Troubleshooting client access to data

Use the information in this topic to troubleshoot problems that you are having with client access to data.

Problem

This topic describes how to determine why a client cannot access or update user data.

Investigation

If a client cannot create a new file
Perform the following steps until you resolve the problem:
  1. Verify that the master metadata server is online.
  2. Verify that the client is connected to the master metadata server:
    • From the client, attempt to ping or establish a Secure SHell (SSH) session with the metadata server.
    • From the Administrative command-line interface (CLI), run the lsclient command to see a list of all clients currently being served by the metadata servers in the cluster.
  3. Use the ls -l command to list the directory in which the file is to be created to verify that the path is correct and accessible.
  4. Verify that you are logged into the client with a user name that has permission to write files to directories:
    • From a UNIX® client, use the id command.
    • From a Windows® client, right-click the directory. Then click Properties > Security .
  5. Verify that your user name has permission to write files to the specific directory.
    Important: If you are logged into a UNIX client as root or a Windows client as Administrator, make sure that you are running on a privileged client.
  6. Make sure you have space in your system pool.
  7. If using hard quotas, check the quota of the fileset in which the parent directory resides to ensure that there is sufficient space to accommodate the new file and that the fileset is attached. If allocating blocks fails, check the quota. When it meets the hard quota, the client cannot allocate blocks for a file until some of the old blocks are free.
    1. Access the master metadata server through either the SAN File System console or the CLI.
    2. List the filesets to view the server to which the fileset is attached, the quota percentage and type, the attach point, and the directory:
      • From the CLI, run the sfscli lsfileset -l command.
      • From the SAN File System console, click Manage Filing > Filesets.
  8. Make sure that the storage pool in which the file is stored has sufficient space. Check the active policy set to validate the placement rule that applies to your filename.
  9. Verify that the client can access the storage device:
    • If the client is running Data Path Optimizer (DPO), use the datapath query command to ensure that the operating system can access the storage device.
    • On an AIX® client, use the stfsdisk command to determine which LUNs can be accessed. Then, use the lsvol -l command to correlate the LUN with the device. You can also use the lsdev -C command to see the physical LUNs.
    • On a Linux client, entercat /proc/fs/sanfs/client/<client name>/disk/access to determine which LUNs you can access. Then use the lsvol -1 command to correlate the LUN with the device. Also, check the System Log for any messages about inaccessible LUNs and volumes.
  10. Suspect a problem with corrupt SAN File System metadata.

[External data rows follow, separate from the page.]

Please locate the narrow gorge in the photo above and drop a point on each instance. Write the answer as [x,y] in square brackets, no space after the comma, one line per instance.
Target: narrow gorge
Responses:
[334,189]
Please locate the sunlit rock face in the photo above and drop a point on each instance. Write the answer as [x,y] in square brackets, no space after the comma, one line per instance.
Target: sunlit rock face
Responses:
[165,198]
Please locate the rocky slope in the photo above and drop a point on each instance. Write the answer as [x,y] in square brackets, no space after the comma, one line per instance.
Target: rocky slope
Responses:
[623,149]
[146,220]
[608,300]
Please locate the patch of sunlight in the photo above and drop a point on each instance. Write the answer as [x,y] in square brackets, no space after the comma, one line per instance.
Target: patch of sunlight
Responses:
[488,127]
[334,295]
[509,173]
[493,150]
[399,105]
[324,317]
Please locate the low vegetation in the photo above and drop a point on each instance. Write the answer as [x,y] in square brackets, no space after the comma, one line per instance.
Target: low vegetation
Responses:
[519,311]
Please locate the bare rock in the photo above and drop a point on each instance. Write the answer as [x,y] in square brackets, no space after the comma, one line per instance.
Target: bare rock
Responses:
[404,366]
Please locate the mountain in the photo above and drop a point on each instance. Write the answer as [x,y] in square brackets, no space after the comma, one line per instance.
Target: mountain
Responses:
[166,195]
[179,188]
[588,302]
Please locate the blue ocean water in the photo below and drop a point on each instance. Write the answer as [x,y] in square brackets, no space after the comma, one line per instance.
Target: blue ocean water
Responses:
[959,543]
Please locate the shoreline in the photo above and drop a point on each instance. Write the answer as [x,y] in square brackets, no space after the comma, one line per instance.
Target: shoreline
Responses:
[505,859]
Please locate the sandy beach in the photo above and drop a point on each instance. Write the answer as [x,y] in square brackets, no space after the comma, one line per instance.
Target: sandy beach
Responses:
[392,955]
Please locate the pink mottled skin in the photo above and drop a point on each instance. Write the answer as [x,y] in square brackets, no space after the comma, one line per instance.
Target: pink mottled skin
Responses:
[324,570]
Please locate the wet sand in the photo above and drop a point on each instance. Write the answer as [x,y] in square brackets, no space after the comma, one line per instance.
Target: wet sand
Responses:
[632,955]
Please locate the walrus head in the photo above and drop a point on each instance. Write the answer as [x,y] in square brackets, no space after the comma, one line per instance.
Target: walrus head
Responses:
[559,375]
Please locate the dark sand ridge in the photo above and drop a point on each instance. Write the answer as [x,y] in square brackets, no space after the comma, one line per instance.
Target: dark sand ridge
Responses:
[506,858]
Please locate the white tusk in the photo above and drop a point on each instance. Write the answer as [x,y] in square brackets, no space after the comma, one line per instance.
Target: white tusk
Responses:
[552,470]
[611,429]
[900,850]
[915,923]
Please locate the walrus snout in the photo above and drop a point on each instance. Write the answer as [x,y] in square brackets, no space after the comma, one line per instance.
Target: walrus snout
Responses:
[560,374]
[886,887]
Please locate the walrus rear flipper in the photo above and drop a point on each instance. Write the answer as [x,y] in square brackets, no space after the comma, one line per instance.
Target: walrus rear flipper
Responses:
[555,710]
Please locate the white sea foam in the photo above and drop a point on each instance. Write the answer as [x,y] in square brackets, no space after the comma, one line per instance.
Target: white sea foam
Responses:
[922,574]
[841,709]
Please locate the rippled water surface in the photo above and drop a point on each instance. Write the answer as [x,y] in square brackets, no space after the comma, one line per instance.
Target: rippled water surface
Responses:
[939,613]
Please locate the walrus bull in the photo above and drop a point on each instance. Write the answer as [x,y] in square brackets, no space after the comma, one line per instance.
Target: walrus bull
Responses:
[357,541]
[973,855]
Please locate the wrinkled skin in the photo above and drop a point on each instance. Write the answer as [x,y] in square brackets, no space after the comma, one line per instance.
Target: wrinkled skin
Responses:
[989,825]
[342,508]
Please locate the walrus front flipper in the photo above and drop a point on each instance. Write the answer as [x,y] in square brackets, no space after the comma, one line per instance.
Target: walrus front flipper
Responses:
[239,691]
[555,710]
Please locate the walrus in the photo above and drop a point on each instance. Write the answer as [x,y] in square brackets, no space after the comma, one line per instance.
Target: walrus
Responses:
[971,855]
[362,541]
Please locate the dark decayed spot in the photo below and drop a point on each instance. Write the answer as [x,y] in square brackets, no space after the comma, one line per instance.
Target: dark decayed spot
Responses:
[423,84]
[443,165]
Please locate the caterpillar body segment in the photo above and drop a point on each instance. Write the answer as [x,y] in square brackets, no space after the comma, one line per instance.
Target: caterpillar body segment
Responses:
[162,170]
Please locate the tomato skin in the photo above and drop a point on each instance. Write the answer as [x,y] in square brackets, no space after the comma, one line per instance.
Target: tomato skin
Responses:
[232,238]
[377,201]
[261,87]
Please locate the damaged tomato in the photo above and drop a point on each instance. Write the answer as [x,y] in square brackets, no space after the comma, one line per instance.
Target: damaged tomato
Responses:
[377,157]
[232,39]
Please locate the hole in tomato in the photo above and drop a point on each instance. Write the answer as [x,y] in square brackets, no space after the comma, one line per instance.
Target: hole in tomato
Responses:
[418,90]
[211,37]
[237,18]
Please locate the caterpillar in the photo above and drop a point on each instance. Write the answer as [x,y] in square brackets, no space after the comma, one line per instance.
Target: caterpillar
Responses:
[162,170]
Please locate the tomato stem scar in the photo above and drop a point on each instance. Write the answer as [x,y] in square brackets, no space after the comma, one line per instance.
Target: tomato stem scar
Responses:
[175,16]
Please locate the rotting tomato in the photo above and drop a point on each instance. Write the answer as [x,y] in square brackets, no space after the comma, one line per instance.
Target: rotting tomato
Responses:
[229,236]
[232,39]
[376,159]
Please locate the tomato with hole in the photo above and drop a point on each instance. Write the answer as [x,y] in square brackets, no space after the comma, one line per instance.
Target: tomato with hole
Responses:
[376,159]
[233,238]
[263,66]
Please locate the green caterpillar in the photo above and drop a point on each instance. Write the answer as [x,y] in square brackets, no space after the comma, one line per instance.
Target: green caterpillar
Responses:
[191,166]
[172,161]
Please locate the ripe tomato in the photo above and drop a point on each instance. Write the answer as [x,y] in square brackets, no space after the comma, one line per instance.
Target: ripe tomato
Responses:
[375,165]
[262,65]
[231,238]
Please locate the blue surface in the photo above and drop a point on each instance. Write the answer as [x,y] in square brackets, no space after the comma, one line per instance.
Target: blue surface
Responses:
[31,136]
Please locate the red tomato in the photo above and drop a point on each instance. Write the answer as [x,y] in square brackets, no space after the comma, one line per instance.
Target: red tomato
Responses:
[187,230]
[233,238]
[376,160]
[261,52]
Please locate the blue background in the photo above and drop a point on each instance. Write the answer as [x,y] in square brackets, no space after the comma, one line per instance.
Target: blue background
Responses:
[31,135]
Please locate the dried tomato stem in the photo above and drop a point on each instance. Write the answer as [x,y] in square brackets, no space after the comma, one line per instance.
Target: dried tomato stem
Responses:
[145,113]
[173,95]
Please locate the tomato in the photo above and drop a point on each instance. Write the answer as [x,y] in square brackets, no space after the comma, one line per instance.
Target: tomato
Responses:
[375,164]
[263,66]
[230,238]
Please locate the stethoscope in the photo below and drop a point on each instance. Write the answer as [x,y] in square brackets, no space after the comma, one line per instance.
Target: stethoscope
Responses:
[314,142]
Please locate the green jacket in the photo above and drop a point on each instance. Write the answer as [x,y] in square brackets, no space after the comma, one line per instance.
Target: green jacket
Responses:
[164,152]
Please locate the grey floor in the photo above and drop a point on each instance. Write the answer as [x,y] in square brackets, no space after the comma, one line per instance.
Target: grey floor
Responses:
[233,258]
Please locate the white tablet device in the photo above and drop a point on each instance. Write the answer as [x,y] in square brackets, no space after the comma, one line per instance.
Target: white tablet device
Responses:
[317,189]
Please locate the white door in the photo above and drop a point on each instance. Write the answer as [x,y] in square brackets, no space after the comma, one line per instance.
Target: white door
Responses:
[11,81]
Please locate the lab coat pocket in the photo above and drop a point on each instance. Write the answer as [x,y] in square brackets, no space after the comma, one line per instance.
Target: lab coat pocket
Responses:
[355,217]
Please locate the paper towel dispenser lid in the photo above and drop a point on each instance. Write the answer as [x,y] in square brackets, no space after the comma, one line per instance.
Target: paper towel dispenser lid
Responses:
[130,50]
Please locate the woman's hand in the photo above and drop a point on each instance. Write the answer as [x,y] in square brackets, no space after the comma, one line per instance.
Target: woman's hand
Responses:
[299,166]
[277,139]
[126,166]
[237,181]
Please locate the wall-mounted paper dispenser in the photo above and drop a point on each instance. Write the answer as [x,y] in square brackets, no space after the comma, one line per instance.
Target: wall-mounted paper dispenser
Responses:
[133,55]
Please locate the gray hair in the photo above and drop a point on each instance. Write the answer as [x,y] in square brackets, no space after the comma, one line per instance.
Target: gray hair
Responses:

If a client cannot access an existing file
Perform the following steps until you resolve the problem:
  1. Verify that your user name has permission to read that specific file.
  2. Verify that the master MDS is online.
  3. Verify that the client has access to the cluster using SSH and the lsclient command.
  4. Run the lsclient command on the server fileset to ensure that the client lease is valid with the server.
  5. If the client is trying to access root-privileged files, ensure that the client has administrative privileges (AdmPriv) on the server.
  6. Suspect a problem with corrupt SAN File System metadata.

If a client cannot update the attributes of an existing file
Perform the following steps until you resolve the problem:
  1. Verify that your user name has permission to write to the file.
  2. On a Windows client, you can change attributes on Windows domain files only. On a UNIX client, you can change attributes on UNIX domain files only.
  3. Verify that the master MDS is online.
  4. Verify that the client has access to the cluster using SSH and the lsclient command.
  5. Run the lsclient command on the server fileset to ensure that the client lease is valid with the server.
  6. If the client is trying to access root-privileged files, ensure that the client has administrative privileges (AdmPriv) on the server.
  7. Make sure you are a local root superuser or a Windows administrator. If you are and the client does not have administrative privileges, you might not be able to update the attributes of an existing file.
  8. Suspect a problem with corrupt SAN File System metadata.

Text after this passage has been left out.